Evaluating historical skills
Students reflect critically on the process of historical inquiry and evaluate their work against set criteria. Students set learning goals for future historical inquiry.
The activity is in two parts:
- Part A is for students to engage with at the beginning of and during inquiry
- Part B is for students to complete at the end of the inquiry process.
This activity is designed to support historical inquiry at year 9 and 10 Level, however the ideas and resources can be adapted to be used at other levels and with varying subjects.
Part A - before and during research
Familiarise students with criteria for historical skills at this level, using the sample rubric, the AusVELS website or your own assessment criteria for the research project.

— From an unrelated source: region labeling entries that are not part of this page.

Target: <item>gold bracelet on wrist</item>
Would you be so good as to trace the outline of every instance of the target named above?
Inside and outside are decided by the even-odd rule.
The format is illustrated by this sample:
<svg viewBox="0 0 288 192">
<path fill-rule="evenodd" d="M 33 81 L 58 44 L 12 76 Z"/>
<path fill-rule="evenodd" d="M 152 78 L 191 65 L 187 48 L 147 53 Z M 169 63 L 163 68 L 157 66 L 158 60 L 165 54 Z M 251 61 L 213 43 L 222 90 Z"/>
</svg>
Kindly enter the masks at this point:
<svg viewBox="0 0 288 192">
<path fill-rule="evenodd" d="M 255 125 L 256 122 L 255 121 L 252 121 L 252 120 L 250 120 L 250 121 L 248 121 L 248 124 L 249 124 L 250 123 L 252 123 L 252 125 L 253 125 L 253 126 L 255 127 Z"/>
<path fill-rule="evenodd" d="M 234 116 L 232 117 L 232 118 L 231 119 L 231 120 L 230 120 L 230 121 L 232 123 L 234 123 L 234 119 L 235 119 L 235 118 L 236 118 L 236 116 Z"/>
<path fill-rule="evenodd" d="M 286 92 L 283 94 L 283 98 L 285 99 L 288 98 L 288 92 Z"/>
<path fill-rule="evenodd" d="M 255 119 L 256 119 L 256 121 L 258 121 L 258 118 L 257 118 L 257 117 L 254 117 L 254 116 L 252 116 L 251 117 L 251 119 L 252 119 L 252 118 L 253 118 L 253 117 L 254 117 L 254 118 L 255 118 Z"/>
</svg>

Ask students to discuss any unfamiliar terms and to give examples of what various aspects of the rubric might look like in practice: for example, expected referencing style, relevant historical terms and concepts for inquiry content, possible styles of presentation.
As a class, make any necessary adjustments to clarify the criteria and ensure a copy is available to students to continually refer back to throughout the research process.
Ask students to note:
- areas they feel very confident in
- areas they are still consolidating their understanding
- areas they will need support
- three possible resources they could access for support (e.g. online, teacher, another student)
Ask students to keep these notes and communicate them to you in the best way for your classroom. This may be via email, your school's online system, on a pin board in the classroom or collated via brainstorm. Use this data to help tailor explicit teaching sessions and/or resources that can support students.
Part B - after research and presentation
Annotated work sample - Year 9 History (ACARA)
Copies of student's completed work for annotating (photocopies, copies of digital works that can be annotated via PDF or comments in Word, notes from presentations etc.)
Evaluating historical skills assessment rubric sample - student template or other adapted assessment rubric from Part A
Show students an annotated work sample and explain how teachers use these to identify how students meet criteria and to ensure accuracy and equality in marking.
Ask students to review their own work alongside the assessment rubric. Ask them to use highlighters, stickynotes and other annotations to give examples of where they have met particular criteria.
Ask students to reflect on the notes they made at the beginning of the inquiry alongside their rubric and annotations and answer the following questions, in conversation with a partner, teacher or in written form.
- What historical skills do you feel most confident in demonstrating?
- Which aspects of the task did you find most difficult? Why?
- What areas do you need to do further work on?
- What resources can you use to support you to consolidate these skills?
- List three goals for your next inquiry or research project.
Collect student self-evaluation to assist in informing your own summative evaluation of student work.